I really like the art. James Burns is a graphic designer by trade and you can see that eye for design in a few of the panels in which he chooses a very interesting angle or close up. The art style itself is rough and scratchy and recalls, vaguely, almost an indie Jack Kirby (Kirby Dots can be found in both of his works). That’s not to say that his art is groundbreaking like Kirby’s or that he has Kirby’s flair for dynamic characters and layouts, but the there are many instances in which the blockiness of the hands and faces recall the spirit of Kirby. The characters might be a bit stiff but the storytelling in the art is strong. I’ll be interested in seeing what he comes up with next.


  1. Oh god that Speed Racer story sounds horrible.  I like Speed Racer and have read some comics, watched both some of the old show and the newer one in the 90s.

    I would not read that comic if someone paid me from what you talked about it.  Damn I didn’t think it was hard to screw up Speed Racer.  He hops in a fast car and zoom zoom.

    Daemon Process sounds kinda cool though. 

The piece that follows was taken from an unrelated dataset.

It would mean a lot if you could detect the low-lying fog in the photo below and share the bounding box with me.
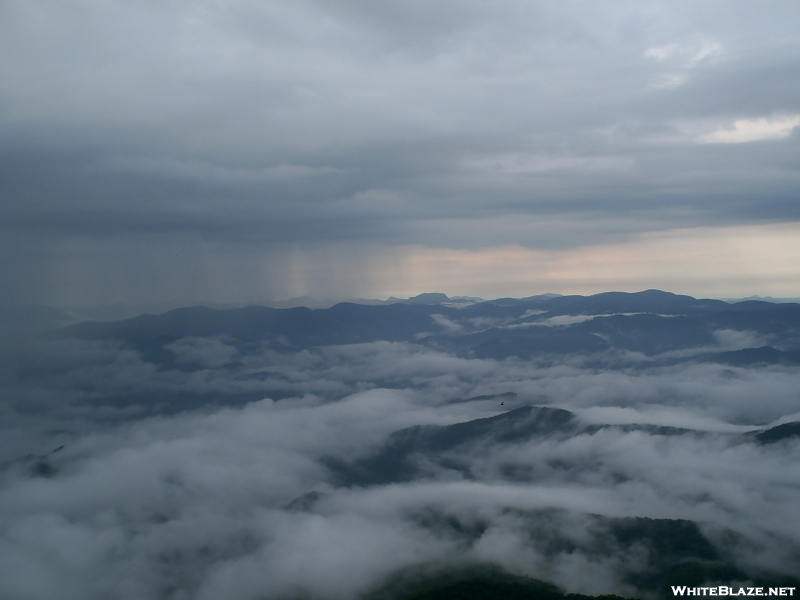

  2. Also Conor do you ever sleep?  It seems like I see you online on the forums till all hours of the night and then see you post these at 7 in the morning.

  3. I picked up both CLockwork Girl and Spped Racer….i thought they both were very good. BUt then again, i’m a big Speed Racer fan and am just glad to see Speed getting all this love and attention. THe Clockwork girl is great! I think the whole mini is now being solicited in TPB form, so pick it up!

  4. love to see the indie cred maintained. hope we get more entries like this!

  5. Got to say I am a Speed Racer fanboy from way back. Can’t believe there is anyone who does not know Speed. I grieve for your loss for not having Speed in your childhood. He rocked mine. As a Speed Racer lover I grabbed this book with great hope. I loved the first issue but the second left me pretty blah. I hope three picks it back up. Can not wait for the movie. Every thing I have heard sounds like it is going to be crazy.

  6. i’m one of those parent’s that look for stuff to read with thier kid’s. i found Clockwork Girl when it first came out , saw the price, and bought it, sight unseen. it’s a great little book with the three main ingredients for a good book, story-4 (out of 5), art-4 and price-5. more child aimed books should take notice.